Here we release a multilingual video-language story dataset, M-SyMoN, which consist of 13,166 video summaries of popluar movies and TV shows in 7 languages (English, Chinese, Spanish, Portugese, French, Hindi, Russian). M-SyMoN is subitable for a varity of multilingual video story understanding tasks such as video-text retrieval, video temporal ordering, video-text alignment, etc. We release M-SyMoN for research purposes, please contact us if you would like to use the dataset of other purposes.
See our paper Multilingual Synopses of Movie Narratives: A Dataset for Story Understanding (https://arxiv.org/abs/2406.13092) for more details.
This dataset contains 13,166 movie/TV-show summary videos from various Youtube channels. You can find the download instructions and annotation file explainations here:
M-SyMoN is divided into a unannotated portion without human annotations and a annotated portion with human annotated exact video-text correspondence. The unannotated portion contains 12,686 videos and the annotated portion contains 480 videos. The annotated portion is further divided into a training set, a validation set and a test set.
The video urls for the unannotated portion of M-SyMoN is stored in: url list of unannotated videos/
The video urls for the videos annotated portion of M-SyMoN is stored in: url list of annotated videos/
Install yt-dlp (https://github.com/yt-dlp/yt-dlp) for downloading videos from Youtube
python3 -m pip install -U yt-dlp
yt-dlp -i --no-warnings -c --no-overwrites --write-description --write-auto-subs --write-sub --sub-langs [target_language].* -o [output_dir]/%(id)s.%(ext)s --batch-file path/to/url_list.txt
[output_dir] is the output directory you wish to save the videos to.

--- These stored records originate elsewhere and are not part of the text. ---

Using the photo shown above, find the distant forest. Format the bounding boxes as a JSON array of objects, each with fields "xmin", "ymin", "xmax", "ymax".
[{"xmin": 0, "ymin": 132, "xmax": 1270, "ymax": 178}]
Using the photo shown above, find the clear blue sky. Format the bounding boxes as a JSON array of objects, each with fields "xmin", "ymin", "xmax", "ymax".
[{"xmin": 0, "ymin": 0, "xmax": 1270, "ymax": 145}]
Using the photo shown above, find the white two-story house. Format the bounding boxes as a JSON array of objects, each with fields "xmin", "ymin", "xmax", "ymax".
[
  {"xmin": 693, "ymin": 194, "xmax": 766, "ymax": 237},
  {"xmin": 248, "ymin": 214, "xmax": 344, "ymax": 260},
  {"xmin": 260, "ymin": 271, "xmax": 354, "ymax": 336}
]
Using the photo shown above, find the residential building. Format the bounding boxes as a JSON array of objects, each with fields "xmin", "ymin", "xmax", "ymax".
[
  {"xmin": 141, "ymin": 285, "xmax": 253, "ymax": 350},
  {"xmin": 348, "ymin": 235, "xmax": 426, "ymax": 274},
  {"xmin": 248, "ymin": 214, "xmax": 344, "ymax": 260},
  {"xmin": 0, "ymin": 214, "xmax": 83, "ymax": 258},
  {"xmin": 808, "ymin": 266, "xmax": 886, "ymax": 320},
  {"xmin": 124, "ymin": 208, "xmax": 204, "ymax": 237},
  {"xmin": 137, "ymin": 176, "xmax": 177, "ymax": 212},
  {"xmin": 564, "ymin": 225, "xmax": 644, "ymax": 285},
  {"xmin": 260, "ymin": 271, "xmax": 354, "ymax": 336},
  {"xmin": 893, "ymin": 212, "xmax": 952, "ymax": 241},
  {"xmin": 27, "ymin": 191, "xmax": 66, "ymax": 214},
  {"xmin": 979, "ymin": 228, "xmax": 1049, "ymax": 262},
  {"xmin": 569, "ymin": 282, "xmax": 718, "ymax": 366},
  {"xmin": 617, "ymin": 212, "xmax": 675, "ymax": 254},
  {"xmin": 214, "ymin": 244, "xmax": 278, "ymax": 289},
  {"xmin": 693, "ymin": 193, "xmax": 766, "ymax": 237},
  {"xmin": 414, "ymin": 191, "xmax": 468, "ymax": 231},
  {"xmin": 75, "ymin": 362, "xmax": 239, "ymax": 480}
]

[target_language] specifies the language of the subtitles.
We annotate 480 videos or 101.5 video hours with fine-grained video text correspondence. Specifically, for each caption sentences, we find the start time and end time of the video segment that matches the sentence.
The annotations and train/test/val split can be found in: annotations/
The annotations for each caption sentence contains 4 fields:
- id: a unique video id that can be used to located the video on YouTube (the last 11 characters in the YouTube video url)
- matched: 'Yes' if the sentence is grounded in the video, 'no' if the video is not located in the video.
- begin_time: the start time of the video segment that corresponds to the sentence. If the sentence is not grounded in the video, the begin_time is 0.
- end_time: the end time of the video segment that corresponds to the sentence. If the sentence is not grounded in the video, the end_time is 0.